San Mateo does electronic voting okayPosted 2007-11-07.
When I got my ballot pamphlet a few weeks back, I was disappointed to see that they were moving to electronic voting. I think the chain of reasoning here is pretty clear:
- Senile idiots in Florida can't figure out how to operate paper.
- Electronic voting systems are even harder to use for easily befuddled retirees.
- Electronic voting systems cost a lot more and make more money for government contractors.
- Clearly we should move to electronic voting systems.
They list all sorts of ways I know that my vote is secure, like “rigorous logic and accuracy testing”, and “stored in four physically separate locations for backup”. All of this is smoke and mirrors. In fact, all established methods of testing make the assumption that the person producing it intends for it to work as described. The problem with the security model they are using to evaluate these systems is that electronic votes behave like pieces of paper. That is, they assume that the system accurately records the vote cast, that the system will not change the vote without malevolent outside intervention, and that the system will accurately count the votes. None of these types of controls will do anything to prevent an insider (someone at the manufacturer) from adding code to switch votes to a preferred candidate.

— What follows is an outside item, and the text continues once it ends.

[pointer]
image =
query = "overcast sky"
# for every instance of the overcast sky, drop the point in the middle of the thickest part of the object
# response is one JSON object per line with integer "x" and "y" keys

There is mention that the source code was audited by an outside source. Even assuming that it was feasible to do this audit in the time provided (a separate issue), and that an audit can find flaws in a short period of time (it can’t generally find security flaws, but it should prevent intentional vote manipulation by insiders), there is a remaining problem. We will assume that the source code was audited, and the auditors found no problems because there were no problems to find – the source code was perfect. (this wasn't the case) The remaining issue is, how do I know that the source code matches what is actually running on the machines? It’s a long process to go from source code to the actual machines sitting in polling stations. Nothing guarantees that the source code didn’t have malicious bits purged before giving it to the auditors. Nothing guarantees that the machines won’t get a “more up-to-date version” of the software. Nothing guarantees that someone in the manufacturing plant doesn’t replace the software with something of his own design. Even if the audit was perfect, all we get is that some source code looks like it works right, but this tells us nothing about the machines that are supposedly running that software.
But they have a voter verifiable paper trail. And this is all that saves the process. Computers are a great way to produce something which is easy to read. They make it easy to catch spelling errors, and so on. So the eSlate is a thousand dollar machine to make sure that the paper ballots are readable. All the security features are a waste of tax dollars.